According to Bloomberg, the interns -- who ranged in age from 14 to 16 -- worked at the company's Yantai facility located in Northeastern China. The interns were sent by local schools and worked for the company for approximately three weeks.
This news comes after months of reports that Foxconn still employed underage workers and is one of many issues plaguing the manufacturer.
Just days after the iPhone 5 was released in September, Foxconn was forced to close one of its plants after 2,000 angry employees started a riot. The plant quickly reopened but not before igniting a worldwide media storm that has continued to cast dark shadows on the firm.
Many feared that other employees were on the verge of rioting, particularly after reports surfaced that Apple had raised its expectations to ensure that the iPhone 5 was manufactured without scratches and other noticeable flaws.
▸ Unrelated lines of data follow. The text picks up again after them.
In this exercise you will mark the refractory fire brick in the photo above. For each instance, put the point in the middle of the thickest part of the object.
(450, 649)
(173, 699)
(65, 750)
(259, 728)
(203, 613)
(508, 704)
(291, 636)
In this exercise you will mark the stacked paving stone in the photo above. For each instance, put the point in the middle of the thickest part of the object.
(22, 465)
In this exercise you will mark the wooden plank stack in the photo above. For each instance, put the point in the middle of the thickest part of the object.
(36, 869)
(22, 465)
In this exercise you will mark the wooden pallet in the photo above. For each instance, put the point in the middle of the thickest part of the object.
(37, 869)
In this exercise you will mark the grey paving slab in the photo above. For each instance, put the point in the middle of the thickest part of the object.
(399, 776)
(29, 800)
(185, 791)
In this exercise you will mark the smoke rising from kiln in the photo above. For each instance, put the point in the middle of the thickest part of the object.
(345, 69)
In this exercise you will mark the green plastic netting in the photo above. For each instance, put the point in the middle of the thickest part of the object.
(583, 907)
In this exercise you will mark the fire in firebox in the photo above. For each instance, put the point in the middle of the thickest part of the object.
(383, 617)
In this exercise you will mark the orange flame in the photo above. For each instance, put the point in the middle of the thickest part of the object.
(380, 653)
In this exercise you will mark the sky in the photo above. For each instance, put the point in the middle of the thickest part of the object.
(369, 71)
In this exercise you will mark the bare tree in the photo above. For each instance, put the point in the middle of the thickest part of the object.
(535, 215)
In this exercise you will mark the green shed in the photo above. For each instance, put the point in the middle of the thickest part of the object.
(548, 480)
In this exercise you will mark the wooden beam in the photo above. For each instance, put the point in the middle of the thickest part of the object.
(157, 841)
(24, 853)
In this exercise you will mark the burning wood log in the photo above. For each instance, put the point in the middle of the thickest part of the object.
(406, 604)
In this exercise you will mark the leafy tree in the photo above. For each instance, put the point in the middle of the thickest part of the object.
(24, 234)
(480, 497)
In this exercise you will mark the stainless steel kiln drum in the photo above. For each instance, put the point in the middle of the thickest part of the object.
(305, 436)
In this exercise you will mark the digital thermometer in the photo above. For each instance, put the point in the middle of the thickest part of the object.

Thus far the situation seems to have remained under control.
Prior to the latest string of controversies, Foxconn made headline news after CEO Terry Gou stated that the iPhone 5 would put its competitor -- Samsung's Galaxy S III -- to shame.
Gou also garnered some attention after a Chinese website reported that he confirmed the existence of Apple's first television. Three days after the report surfaced, Foxconn management denied its validity and claimed that Gou never confirmed or spoke about an Apple-made television.
Foxconn is rumored to be manufacturing a seven-inch iPad, which Apple is expected to unveil before the end of the month. The device is believed to carry at least one unique feature not contained within the third-generation iPad and will ship in limited quantities for an unconfirmed price of $320. This price tag has raised some concerns about the pricing structure of the new iPod Touch, which starts at $299. That device was initially thought to have prevented Apple from building an iPad Mini. Many analysts expected Apple to release a smaller iPad anyway, if only to prevent Amazon (NASDAQ: AMZN), Google (NASDAQ: GOOG), Barnes & Noble (NYSE: BKS) and other competitors from gaining a larger share of the market.